Sukses

Saham Bank Kuasai Pasar Modal RI

Saham PT Bank Central Asia Tbk mencatatkan kapitalisasi pasar saham terbesar di pasar modal Indonesia yang mencapai Rp 343 triliun.

Liputan6.com, Jakarta - Laju Indeks Harga Saham Gabungan (IHSG) kembali mencetak rekor. IHSG mampu naik 0,17 persen (9,65 poin) ke level 5.400. Level tersebut tertinggi sepanjang sejarah pasar modal Indonesia. Aliran dana investor asing mencapai Rp 886,1 miliar yang masuk ke bursa saham menjadi penopang penguatan IHSG.

Di kuartal I 2015, IHSG terus mencetak rekor. IHSG sempat mencatatkan rekor pada perdagangan 23 Januari 2015 dengan ditutup ke level 5.323,88. Lalu IHSG kembali mencetak rekor baru ke level 5.342,52 pada 6 Februari 2015.

Penguatan IHSG terus berlanjut pada perdagangan saham 9 Februari 2015 dengan mencatatkan rekor baru ke level 5.348,47. Bahkan sebelum libur Imlek, IHSG kembali cetak rekor ke level 5.390.

Tren penguatan indeks saham saham ditopang dari tiga sektor saham yang kinerjanya melampaui IHSG. Tiga sektor saham itu antara lain sektor saham properti, konstruksi naik 9,37 persen menjadi 574,08, sektor saham perdagangan tumbuh 8,31 persen menjadi 951,61, dan sektor saham keuangan menanjak 7,52 persen ke level 786,69. Sedangkan kinerja IHSG hanya tumbuh 3,31 persen secara year to date menjadi 5.400.

PT Bank Central Asia Tbk (BBCA) pun masih mencatatkan saham berkapitalisasi besar sepanjang 2015. Kapitalisasi pasar saham PT Bank Central Asia Tbk mencapai Rp 343 triliun atau 6,4 persen dari total kapitalisasi pasar saham bursa sekitar Rp 5.383 triliun.

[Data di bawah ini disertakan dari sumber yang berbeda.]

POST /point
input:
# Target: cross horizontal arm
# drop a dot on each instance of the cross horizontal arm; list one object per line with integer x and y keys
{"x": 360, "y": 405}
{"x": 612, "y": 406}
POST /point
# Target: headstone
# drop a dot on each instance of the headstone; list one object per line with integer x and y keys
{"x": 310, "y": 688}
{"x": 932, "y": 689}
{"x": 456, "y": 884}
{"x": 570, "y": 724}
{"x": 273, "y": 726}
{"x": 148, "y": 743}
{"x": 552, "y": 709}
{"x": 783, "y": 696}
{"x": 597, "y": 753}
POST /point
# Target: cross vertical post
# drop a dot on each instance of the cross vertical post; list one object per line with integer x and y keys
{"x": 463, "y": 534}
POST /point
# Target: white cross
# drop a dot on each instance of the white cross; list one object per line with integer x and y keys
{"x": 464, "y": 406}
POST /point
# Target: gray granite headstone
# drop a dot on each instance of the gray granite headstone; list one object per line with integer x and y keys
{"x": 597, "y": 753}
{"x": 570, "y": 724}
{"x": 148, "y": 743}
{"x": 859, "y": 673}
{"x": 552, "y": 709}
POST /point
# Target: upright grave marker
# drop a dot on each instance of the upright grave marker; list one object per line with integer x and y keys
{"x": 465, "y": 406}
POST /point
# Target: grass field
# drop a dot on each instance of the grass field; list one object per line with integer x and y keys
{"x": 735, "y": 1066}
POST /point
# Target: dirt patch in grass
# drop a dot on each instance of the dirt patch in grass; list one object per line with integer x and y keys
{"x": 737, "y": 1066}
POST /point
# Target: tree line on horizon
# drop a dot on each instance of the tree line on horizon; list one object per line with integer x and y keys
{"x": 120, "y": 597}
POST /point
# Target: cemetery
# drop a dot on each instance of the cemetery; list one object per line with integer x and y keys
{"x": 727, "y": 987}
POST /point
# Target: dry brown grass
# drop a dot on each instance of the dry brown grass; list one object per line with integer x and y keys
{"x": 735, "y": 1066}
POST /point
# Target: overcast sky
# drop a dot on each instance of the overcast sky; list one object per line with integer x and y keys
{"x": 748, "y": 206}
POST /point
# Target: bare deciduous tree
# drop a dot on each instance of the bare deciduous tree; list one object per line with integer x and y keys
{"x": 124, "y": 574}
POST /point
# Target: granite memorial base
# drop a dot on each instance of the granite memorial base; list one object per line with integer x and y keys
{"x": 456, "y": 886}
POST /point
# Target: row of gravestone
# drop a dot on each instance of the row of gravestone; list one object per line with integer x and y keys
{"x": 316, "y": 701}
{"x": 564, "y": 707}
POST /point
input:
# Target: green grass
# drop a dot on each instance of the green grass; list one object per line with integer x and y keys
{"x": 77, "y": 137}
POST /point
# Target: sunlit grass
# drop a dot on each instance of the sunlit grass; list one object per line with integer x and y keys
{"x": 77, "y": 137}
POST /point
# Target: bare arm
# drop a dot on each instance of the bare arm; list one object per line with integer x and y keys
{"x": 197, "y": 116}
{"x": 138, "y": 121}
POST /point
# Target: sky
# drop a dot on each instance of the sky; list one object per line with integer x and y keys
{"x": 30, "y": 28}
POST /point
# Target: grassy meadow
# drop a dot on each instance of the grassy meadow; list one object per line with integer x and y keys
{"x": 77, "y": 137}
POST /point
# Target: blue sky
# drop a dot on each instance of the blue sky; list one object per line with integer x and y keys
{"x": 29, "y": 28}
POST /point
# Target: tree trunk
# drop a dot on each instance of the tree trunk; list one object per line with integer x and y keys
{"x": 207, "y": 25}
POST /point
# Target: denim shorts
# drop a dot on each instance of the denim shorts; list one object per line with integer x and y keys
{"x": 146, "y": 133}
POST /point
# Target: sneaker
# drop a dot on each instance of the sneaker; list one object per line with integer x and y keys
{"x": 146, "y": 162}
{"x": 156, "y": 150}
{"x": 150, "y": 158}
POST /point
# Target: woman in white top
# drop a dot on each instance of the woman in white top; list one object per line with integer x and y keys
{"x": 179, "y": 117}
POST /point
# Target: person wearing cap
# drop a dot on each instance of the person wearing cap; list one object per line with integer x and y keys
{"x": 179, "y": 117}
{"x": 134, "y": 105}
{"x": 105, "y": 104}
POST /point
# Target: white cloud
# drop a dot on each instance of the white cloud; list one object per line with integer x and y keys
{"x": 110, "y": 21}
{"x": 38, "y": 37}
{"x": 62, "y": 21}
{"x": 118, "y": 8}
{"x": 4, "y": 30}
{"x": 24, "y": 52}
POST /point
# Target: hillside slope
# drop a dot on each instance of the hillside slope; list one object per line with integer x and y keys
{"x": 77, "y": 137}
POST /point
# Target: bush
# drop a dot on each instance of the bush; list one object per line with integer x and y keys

Lalu disusul kapitalisasi pasar saham PT Astra International Tbk sebesar Rp 318 triliun, atau sekitar 5,9 persen dari total kapitalisasi pasar saham bursa. Di posisi ketiga, ada PT Bank Rakyat Indonesia Tbk yang mencapai kapitalisasi pasar saham sebesar Rp 311 triliun.

Saham bank memang mendominasi untuk saham berkapitalisasi besar. Tak hanya itu saja, di awal 2015 ini, saham bank juga menjadi penggerak indeks saham.

Saham bank penggerak indeks saham itu antara lain saham PT Bank Mandiri Tbk sebesar 12,1 persen, PT Bank Negara Indonesia Tbk sebesar 13,1 persen, PT Bank Rakyat Indonesia Tbk sebesar 9,2 persen, dan PT Bank Central Asia Tbk sebesar 7 persen.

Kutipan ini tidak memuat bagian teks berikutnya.